A Backlash Against the Trumpified Supreme Court is Possible but not Guaranteed

by | Jul 8, 2022 | Politics | 5 comments

The United States Supreme Court is making every Republican promise real. For decades, GOP politicians have pandered to their party’s extreme wing with pledges to enact an agenda quite far to the right of the median voter’s preferences. Swing voters largely shrugged, assuming that the Republican candidates they voted for could never be as unreasonable as their rhetoric implied. And for decades, this equilibrium held.

Until, perhaps, now.

Donald Trump’s Supreme Court has essentially fulfilled the empty promises that Republicans made to their base for 50 years. Most prominently, they have overturned Roe v. Wade, paving the way for half the country to ban women’s ability to obtain an abortion. But they have also invited organized prayer back into the public schools of a country that is far more secular than it was when the Warren court prohibited school prayer in 1963. They have sharply proscribed state governments’ ability to regulate guns at a time when rage and despair over the country’s gun-violence epidemic is widespread. And they have kneecapped President Biden’s efforts to combat the climate crisis. Overall, this paints a very reactionary picture.

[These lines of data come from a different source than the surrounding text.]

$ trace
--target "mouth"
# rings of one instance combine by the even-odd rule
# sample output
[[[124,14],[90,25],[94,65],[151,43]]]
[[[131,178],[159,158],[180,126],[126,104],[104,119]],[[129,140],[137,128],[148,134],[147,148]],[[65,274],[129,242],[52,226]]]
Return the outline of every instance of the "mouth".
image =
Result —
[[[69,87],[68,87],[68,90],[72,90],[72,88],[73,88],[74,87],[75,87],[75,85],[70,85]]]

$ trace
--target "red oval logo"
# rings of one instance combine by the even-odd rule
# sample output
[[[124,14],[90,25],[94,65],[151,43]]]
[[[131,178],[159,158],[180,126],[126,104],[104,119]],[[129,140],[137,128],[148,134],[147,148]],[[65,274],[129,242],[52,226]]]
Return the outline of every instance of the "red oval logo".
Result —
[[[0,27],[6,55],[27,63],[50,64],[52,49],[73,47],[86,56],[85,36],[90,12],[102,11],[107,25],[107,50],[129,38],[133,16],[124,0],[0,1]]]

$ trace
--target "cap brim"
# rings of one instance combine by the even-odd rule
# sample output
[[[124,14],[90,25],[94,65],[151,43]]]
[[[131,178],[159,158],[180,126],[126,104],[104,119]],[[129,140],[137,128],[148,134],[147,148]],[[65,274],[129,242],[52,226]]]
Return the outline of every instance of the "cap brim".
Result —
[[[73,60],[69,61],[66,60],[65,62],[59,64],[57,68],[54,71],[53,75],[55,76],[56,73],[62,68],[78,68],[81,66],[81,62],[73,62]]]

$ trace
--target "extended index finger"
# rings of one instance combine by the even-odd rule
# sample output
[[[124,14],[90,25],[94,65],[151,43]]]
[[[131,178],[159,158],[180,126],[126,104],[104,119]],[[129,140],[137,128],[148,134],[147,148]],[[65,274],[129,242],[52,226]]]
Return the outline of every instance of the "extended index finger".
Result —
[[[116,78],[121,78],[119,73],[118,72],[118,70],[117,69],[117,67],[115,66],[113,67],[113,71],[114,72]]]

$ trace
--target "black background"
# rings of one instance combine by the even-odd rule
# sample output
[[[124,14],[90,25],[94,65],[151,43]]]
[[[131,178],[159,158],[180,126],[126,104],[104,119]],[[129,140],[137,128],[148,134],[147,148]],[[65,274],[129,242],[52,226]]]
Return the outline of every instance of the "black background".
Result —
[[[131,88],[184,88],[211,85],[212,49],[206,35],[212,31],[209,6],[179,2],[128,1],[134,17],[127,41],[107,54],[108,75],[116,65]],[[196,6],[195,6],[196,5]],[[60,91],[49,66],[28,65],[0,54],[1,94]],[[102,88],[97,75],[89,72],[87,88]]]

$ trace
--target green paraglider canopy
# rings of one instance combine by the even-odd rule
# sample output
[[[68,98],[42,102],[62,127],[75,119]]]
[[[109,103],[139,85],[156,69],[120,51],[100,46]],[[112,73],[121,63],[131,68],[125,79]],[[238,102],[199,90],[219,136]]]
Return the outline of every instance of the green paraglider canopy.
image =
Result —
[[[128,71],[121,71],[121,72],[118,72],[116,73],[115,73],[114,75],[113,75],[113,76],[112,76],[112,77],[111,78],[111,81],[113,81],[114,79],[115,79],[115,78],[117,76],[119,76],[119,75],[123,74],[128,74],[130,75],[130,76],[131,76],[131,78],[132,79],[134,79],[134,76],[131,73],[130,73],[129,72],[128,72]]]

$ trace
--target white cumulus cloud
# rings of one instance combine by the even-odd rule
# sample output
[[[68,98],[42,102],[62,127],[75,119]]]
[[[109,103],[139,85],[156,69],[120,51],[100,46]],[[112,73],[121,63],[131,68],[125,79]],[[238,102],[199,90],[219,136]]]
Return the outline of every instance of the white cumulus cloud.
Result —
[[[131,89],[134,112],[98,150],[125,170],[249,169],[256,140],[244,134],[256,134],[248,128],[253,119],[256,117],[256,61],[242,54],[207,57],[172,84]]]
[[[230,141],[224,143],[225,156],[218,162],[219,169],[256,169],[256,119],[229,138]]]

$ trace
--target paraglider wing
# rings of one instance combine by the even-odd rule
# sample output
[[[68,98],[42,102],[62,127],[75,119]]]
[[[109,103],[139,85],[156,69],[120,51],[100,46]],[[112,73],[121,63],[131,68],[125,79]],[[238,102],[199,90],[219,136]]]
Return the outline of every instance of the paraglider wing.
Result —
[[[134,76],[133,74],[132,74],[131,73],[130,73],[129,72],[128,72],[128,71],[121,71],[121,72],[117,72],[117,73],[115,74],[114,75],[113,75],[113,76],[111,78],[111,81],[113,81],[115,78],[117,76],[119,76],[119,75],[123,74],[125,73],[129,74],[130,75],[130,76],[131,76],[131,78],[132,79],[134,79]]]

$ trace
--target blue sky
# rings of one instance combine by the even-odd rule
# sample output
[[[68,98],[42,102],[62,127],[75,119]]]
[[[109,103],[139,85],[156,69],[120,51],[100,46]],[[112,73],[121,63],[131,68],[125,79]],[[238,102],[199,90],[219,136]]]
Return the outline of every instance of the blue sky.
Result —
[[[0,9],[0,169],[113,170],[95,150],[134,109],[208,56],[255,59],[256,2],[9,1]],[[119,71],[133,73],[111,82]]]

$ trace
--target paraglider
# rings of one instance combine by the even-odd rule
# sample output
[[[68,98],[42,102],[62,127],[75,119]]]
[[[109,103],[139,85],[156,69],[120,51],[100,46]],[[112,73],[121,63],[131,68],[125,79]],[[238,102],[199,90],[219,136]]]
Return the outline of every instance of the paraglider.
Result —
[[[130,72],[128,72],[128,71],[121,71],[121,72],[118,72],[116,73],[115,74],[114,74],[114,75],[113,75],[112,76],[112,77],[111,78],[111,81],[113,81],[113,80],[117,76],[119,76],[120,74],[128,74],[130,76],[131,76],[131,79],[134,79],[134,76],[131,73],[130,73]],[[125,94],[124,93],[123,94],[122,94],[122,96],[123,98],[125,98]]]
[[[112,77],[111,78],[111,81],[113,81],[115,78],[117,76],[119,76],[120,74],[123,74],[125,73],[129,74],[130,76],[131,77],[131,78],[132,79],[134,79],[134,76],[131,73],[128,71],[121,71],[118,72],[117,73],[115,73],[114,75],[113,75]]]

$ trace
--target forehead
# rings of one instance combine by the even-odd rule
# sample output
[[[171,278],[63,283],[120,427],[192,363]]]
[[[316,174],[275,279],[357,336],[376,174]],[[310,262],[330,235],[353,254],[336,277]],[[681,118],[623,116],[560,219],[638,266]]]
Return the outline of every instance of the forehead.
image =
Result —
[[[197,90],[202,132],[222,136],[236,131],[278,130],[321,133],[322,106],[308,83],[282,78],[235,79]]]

So American swing voters find themselves in a dramatically more reactionary country today than they did before the Supreme Court issued its rulings for 2022. The die is cast. Republican policies that many Americans never believed could become law are now active in our portfolio of public policies. For swing-district Republicans, it’s no longer possible to continue the double game with winks and nods to the far right while reassuring moderate voters that, when elected, the GOP’s focus will be on mainstream concerns about taxes and economic growth. America is about to see–is already seeing–what forty years of extremist politics looks like unleashed by a Trumpified Supreme Court.

The question is whether swing voters will stage a backlash. And there’s a case study from North Carolina that indicates yes, a backlash may indeed come. In 2013, the state Republican Party rammed through an extreme agenda of astonishing reach. They cut unemployment benefits, enacted a “Monster Voting Law,” slashed education, drastically expanded the places where people could legally carry guns, and restricted abortion. This extremism became an albatross around their necks as time proceeded toward the midterm election. For her part, Senator Kay Hagan made her entire reelection campaign a referendum on then-state House Speaker Thom Tillis’s support for education cuts.

2014 was a red wave and Hagan lost her seat in it. But she came far, far closer to winning reelection than incumbents in other parts of the country, largely because she ran on a backlash against unpopular Republican policy. In the part of the state most keenly aware of ongoing extremism, that being Wake County, there was actually a Democratic wave, carrying the party to a 7-0 sweep in country commission races and numerous legislative victories. Statewide, the party couldn’t overcome a national environment that tanked for Democrats as part of President Obama’s “six-year itch.” But there was hell to pay for an NCGOP that had gone too far. That’s at least somewhat reassuring for Democrats as they enter the second half of a 2022 that had heretofore looked highly forbidding.

5 Comments

  1. Gregory Weeks

    This is just the beginning….worse is yet to come. Read Steven M. Teles’ book “The Rise of the Conservative Legal Movement: The Battle For Control Of The Law.” The ultimate goal of the GOP was to control the courts and they have achieved that goal through the USSC appointments recently made. We will be seeing the results for the next 25 plus years…disenfranchisement of minorities, intrusion into personal liberties, etc. The recent anti-abortion rulings are a prelude in terms of other aspects of life that will be dictated by a “racist” regime. Speaking of the abortion ruling, it’s consistent with their policies….”we strongly believe that all life matters but, once a child is born he/she is on his own…..we won’t do a thing to provide them with opportunities.

  2. JB

    I must have missed the hell that the NCGOP had to pay. From my window it looks like they still control Jones Street, and are still the test bed for the worst of GOP policies. The legislature is still not representative of the political makeup of the state, nor are the Congressional maps. HB2 was only beaten back by corporate America’s revulsion, and Amendment One was only forestalled by Obergefell, which could be reversed any day now if Clarence Thomas gets his wife’s way about it. Most of that unpopular tax revision and the voting restrictions that poll do badly are still on the books, with the edges barely singed. Our schools are still underfunded and Jones Street is still appropriating public money for unregulated charter schools that have no accountability and no curriculum standards. And the burden of generating revenue has been entirely removed from corporate interests, leaving the wage earners to pick up the tab.

    I’m sure that this kind of hell to pay has Art Pope laughing all the way to the bank.

    Backlash indeed.

    • Elizabeth H Freeman

      Yes… an important POV to incorporate. Absolutely essential for many more of us little guys to get militant..

  3. Andy Stevens

    The best at losing is still a loser….

  4. Mike Leonard

    The job of Putin’s puppet was to wreck our government, divide our country, and screw over everybody who wasn’t rich and white. He did his best before we were able to get rid of him.